Yeah, so basically, I guess we wanna kinda take it back, though, like what got you into music, and at what age did you discover that you were like, this is like what I wanna do?
**Alicia Blue** (1:07)
I have a funky story. I started off with no musical background, like at all, like never touched an instrument, never really thought I would ever in my whole life. And then in my last year of college, I wanted, I was a literature major, and I was like, I'm gonna be a famous poet. And then I met this old soul singer named Malcolm Hayes.
He actually lives or lived, excuse me, at the time above Harvard and Stone, if you know that venue.
**Jess Bowen** (1:36)
I love that place, yeah.
**Alicia Blue** (1:37)
Yeah, so he lived above there, and he was in a wheelchair. And I was cleaning his house, legit, and found these old records. And I was like, oh my god, signed by Columbia.

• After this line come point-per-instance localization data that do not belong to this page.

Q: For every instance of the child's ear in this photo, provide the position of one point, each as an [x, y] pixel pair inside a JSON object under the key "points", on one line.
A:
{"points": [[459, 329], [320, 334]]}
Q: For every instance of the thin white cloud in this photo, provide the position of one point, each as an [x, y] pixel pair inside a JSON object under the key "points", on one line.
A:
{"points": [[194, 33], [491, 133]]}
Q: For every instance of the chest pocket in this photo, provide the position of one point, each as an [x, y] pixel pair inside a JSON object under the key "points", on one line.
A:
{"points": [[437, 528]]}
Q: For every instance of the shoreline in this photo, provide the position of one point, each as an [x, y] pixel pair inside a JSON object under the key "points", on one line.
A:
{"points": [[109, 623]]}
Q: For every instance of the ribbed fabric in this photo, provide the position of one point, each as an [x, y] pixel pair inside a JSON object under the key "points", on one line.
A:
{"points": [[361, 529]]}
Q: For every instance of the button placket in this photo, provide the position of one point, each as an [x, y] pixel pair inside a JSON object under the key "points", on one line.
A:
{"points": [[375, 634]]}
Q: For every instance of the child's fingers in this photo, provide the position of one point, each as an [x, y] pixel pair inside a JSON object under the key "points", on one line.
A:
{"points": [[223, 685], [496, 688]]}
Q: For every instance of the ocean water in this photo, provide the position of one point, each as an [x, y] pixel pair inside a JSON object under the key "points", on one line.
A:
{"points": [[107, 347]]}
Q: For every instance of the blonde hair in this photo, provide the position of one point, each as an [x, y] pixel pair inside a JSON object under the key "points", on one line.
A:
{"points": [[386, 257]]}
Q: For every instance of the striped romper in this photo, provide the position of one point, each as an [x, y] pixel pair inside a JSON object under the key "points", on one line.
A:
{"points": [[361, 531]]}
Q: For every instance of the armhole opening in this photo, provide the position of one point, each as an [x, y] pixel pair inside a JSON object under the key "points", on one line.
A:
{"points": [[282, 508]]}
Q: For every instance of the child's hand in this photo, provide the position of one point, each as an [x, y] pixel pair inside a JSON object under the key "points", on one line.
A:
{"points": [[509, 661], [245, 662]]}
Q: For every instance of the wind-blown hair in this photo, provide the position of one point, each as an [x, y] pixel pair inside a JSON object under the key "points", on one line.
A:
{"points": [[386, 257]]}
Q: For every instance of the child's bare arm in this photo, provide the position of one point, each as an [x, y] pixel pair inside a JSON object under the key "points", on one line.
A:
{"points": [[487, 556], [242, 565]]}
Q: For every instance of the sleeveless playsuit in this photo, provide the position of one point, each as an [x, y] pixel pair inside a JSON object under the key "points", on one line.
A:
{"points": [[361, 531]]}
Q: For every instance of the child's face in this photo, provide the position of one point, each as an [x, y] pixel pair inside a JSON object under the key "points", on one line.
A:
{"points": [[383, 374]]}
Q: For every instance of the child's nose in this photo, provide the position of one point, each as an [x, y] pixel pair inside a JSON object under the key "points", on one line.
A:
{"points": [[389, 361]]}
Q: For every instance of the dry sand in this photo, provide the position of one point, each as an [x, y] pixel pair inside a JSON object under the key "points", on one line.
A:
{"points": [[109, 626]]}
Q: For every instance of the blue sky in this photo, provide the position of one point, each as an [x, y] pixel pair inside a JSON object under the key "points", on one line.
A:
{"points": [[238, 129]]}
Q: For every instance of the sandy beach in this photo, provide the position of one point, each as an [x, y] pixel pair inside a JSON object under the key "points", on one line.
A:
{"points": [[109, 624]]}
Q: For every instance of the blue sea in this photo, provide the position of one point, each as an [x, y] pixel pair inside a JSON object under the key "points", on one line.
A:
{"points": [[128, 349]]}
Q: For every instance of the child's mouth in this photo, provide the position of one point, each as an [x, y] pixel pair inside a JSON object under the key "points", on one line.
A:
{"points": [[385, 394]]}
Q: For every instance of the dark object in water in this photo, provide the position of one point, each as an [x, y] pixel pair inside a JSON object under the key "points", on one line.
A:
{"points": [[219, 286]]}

Here's this diamond in the rough. Obviously, some kind of hard times had fallen on him. So I was like, no way, found some vinyl with his name on it and took it home, asked him to teach me about singing, because I'd never done it, and then just decided, like an insane human, from that point on, that I was going to put my poetry to songs. And that would be way more useful for the planet. That was like what my psyche was thinking.
**Jess Bowen** (2:17)
Awesome. So you were like, I feel like that that has to transition pretty like was it, did it feel like an easy transition? Because obviously music is poetry, right? Like you're writing like lyrically, that is, it is like poetry. So did it feel, what was like the hardest part? Was it just the like figuring out the music just to like make around it? And like, what instrument did you pick up?
**Alicia Blue** (2:38)
Great question.
Guitar is my instrument. I mean, I dabble in piano, but I don't play. Like I wouldn't call myself a player, but everything even still now is still lyric driven. So I just create music that sets a tone or an emotion for the emotion I'm feeling in the poetry. I rarely have come up with a musical piece first, constantly driven by the lyric because I have tons of ideas.
**Jess Bowen** (3:04)
And so like, how did you find your sound? Like did you have, like who were your influences?

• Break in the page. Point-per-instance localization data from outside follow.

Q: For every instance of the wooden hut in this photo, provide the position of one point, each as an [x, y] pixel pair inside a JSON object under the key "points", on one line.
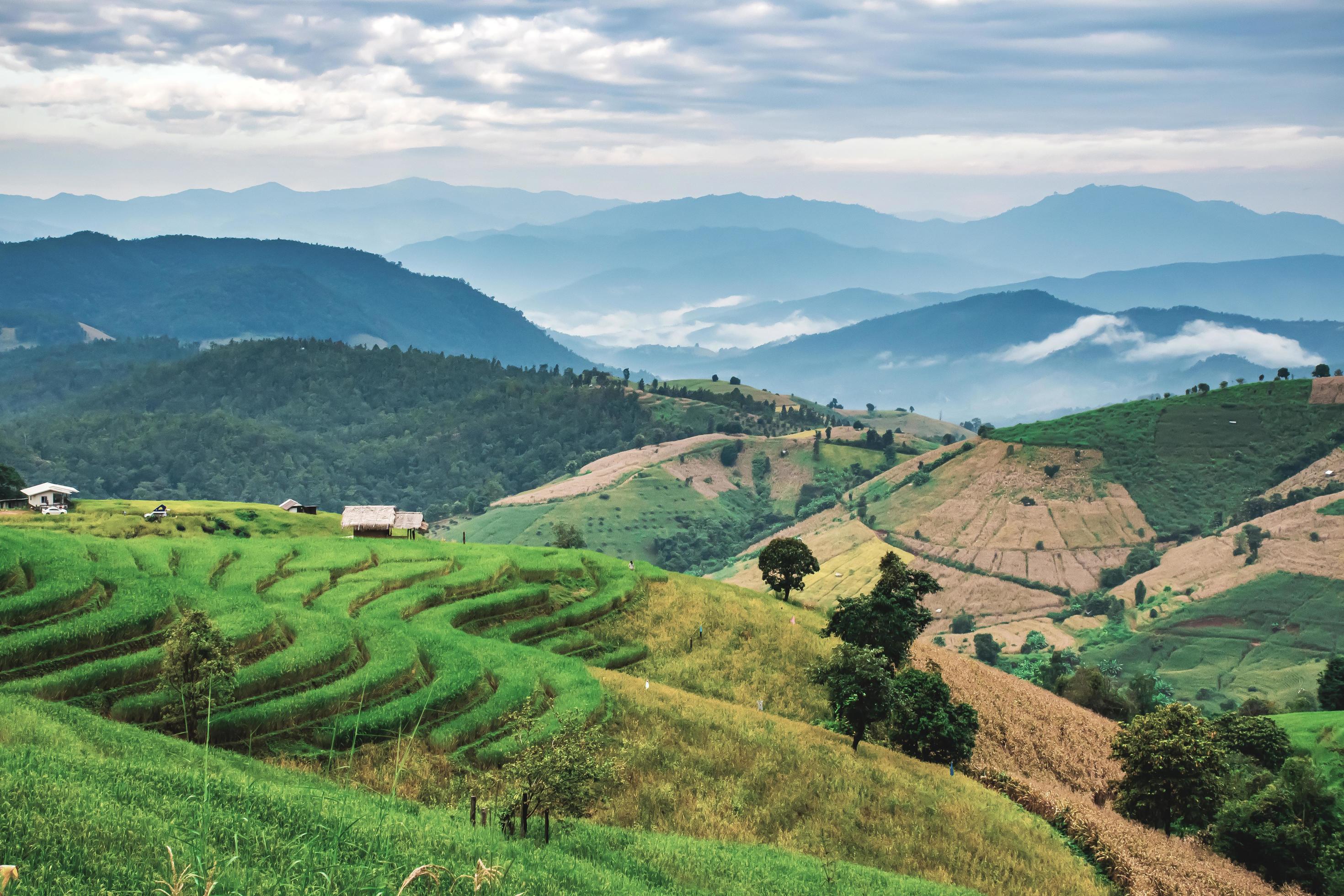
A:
{"points": [[382, 522]]}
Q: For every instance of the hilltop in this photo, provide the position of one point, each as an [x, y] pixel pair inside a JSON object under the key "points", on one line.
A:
{"points": [[198, 289], [322, 422], [1190, 461]]}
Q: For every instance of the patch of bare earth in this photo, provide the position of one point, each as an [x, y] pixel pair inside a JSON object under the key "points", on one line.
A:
{"points": [[1207, 566]]}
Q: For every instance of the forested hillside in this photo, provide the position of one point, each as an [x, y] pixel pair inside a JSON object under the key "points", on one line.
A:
{"points": [[327, 424], [217, 289]]}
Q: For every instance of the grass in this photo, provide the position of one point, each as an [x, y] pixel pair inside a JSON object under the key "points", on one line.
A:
{"points": [[1322, 736], [125, 519], [339, 640], [1184, 460], [91, 806], [1266, 639]]}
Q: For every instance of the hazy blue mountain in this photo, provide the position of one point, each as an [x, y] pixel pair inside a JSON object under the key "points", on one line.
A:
{"points": [[1293, 287], [374, 218], [198, 289], [955, 357], [654, 271]]}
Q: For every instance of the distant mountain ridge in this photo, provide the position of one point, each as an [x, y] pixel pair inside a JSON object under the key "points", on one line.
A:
{"points": [[956, 357], [375, 218], [199, 289]]}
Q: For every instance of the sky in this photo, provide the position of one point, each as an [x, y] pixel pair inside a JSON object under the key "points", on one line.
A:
{"points": [[960, 107]]}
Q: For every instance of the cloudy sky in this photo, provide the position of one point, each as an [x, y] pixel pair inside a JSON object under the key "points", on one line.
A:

Like your biggest influence that influences that you would say for yourself?
**Alicia Blue** (3:12)
Yeah, I started off because of Malcolm really wanting to be a soul singer, but that just wasn't, not only not working, but not what I am at all.
So it was cute and it's still in me, you know, in there, the like spirit of it, but really singing and just my speaking voice has served me and what, you know, I would say is kind of like what I do best, which is lyrics. Always, even since I was a kid, had been like obsessed with Dylan, you know, cause of the poet, the word thing, more contemporary stuff. Oh man, I mean, of course, Phoebe Bridgers is fantastic. I'm a huge fan of Jason Isbell and of course, again, something a bit older, you know, Joni, of course.
**Bowie Jane** (4:00)
Now, when did you first start performing then? That must've been like a bit foreign for you, perhaps, or did you speak, did you perform spoken word anyway?
**Alicia Blue** (4:09)
No, it was, it was really intense as an adult to do that. I mean, I was like 28 when I did my first open mic. Yeah, so it was really intense. There was so much to, you know, I felt so much going through my body, so much to like look at, digest, you know, being someone who's like a lot of people in our generation. Anxiety is a thing that I write about and a lot of us write about, but yeah, to just feel the eyes on me and to take up space was so fucking intense at first.